I had a PowerBook G4 (Tibook) back in the day too, gorgeous machine.

I miss the comfy Geforce 8800 GT days ;__;

I remember the powerbook G3/G4s being basically the only laptops that could into photoshop about as well as a desktop.

>tfw Apple used to be based, at least for 1990s computer companies

I want an old mac II, still
Among other legacy hardware

Why is this a thing? Yes, let's use a word some dumb nigger started. OMG lil b gonna let him fug all dem white wominz so based!

Because we're speaking English on an American-centric imageboard and black people invented basically all of our slang from the 1950s onward?

Call anything "cool" lately?
I bet you have, you "motherfucker"

Voodoo 2 and SoundBlaster Live were both high quality. The model M is probably the best keyboard I've ever used, but I've not tried a modern mechanical keyboard yet, so they might have been surpassed..

Never forget

Continuing your post with the "you need this to play Crysis" card. 8800GTs and GTX260s will always remind me of the late 2000s.

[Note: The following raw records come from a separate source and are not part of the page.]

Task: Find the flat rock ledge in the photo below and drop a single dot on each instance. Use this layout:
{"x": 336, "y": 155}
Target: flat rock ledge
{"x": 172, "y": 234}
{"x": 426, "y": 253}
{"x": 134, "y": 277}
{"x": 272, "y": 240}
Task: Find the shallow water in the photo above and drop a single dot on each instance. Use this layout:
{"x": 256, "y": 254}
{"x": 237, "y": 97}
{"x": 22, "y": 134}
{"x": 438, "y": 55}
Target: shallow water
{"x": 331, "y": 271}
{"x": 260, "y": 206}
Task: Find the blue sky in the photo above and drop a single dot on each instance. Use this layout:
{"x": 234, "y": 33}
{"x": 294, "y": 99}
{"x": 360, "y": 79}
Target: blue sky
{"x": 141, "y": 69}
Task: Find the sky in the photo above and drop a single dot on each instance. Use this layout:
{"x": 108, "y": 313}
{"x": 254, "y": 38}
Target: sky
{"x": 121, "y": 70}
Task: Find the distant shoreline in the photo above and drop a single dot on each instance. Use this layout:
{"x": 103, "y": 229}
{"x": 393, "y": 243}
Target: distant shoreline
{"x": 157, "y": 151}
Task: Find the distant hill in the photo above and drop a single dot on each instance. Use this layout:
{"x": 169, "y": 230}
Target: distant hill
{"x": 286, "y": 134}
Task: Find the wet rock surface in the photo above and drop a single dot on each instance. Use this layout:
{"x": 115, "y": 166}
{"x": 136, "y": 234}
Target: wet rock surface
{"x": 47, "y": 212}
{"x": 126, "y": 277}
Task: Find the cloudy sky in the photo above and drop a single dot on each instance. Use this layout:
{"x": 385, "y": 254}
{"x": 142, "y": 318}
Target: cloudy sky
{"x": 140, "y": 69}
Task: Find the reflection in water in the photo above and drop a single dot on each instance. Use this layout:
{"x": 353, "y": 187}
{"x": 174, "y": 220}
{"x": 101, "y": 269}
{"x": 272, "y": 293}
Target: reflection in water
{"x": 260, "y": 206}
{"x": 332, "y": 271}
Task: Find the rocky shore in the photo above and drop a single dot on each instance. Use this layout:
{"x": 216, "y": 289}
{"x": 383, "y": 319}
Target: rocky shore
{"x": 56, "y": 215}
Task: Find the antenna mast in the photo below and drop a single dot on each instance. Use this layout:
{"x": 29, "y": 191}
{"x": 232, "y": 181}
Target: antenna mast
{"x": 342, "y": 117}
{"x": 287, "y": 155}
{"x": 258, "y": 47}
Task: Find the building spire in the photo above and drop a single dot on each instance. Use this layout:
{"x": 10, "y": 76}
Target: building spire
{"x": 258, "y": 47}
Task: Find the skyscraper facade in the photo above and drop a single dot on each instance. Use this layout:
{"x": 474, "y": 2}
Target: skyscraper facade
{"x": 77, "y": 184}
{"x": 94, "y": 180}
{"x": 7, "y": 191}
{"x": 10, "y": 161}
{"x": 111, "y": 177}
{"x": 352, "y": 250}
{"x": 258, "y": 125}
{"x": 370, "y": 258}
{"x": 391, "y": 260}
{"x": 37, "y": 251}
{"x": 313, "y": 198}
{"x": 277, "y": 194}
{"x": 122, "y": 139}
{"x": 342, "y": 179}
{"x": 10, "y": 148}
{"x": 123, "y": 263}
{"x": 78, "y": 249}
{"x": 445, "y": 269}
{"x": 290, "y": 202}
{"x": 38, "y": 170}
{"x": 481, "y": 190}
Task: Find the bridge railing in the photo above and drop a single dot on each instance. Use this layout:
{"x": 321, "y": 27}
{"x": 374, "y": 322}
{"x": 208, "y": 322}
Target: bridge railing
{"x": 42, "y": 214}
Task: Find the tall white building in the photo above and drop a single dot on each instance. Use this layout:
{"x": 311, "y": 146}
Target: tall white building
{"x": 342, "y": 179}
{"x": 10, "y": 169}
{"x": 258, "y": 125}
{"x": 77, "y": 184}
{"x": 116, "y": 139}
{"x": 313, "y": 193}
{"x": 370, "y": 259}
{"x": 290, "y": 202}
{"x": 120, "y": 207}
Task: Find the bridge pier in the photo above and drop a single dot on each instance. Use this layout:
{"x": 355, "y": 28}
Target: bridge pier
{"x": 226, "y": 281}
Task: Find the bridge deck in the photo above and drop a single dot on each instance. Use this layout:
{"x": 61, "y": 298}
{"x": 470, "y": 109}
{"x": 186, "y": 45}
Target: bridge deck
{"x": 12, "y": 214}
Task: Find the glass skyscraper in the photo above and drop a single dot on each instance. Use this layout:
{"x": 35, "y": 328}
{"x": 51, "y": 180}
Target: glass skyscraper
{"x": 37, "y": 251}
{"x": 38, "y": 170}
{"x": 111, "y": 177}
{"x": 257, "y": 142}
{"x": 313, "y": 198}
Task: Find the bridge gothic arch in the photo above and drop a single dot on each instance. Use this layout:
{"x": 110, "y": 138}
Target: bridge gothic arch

I have a feeling that in 10 years those cards are gonna show up in legacy builds (I don't want to say retro) the same way that people are building 486 systems for DOS games or PIII/Voodoo/Aureal builds.

I know what those chips are but I don't know what this would be an expansion board for

An Amiga 1200
As well as a faster cpu/fpu, it added 8mb of RAM which was in the realm of 'more than you'll ever need'.
Most of all the board was affordable, especially compared to the 68060

I can't remember what the expansion pins were for. May have been a SCSI bus.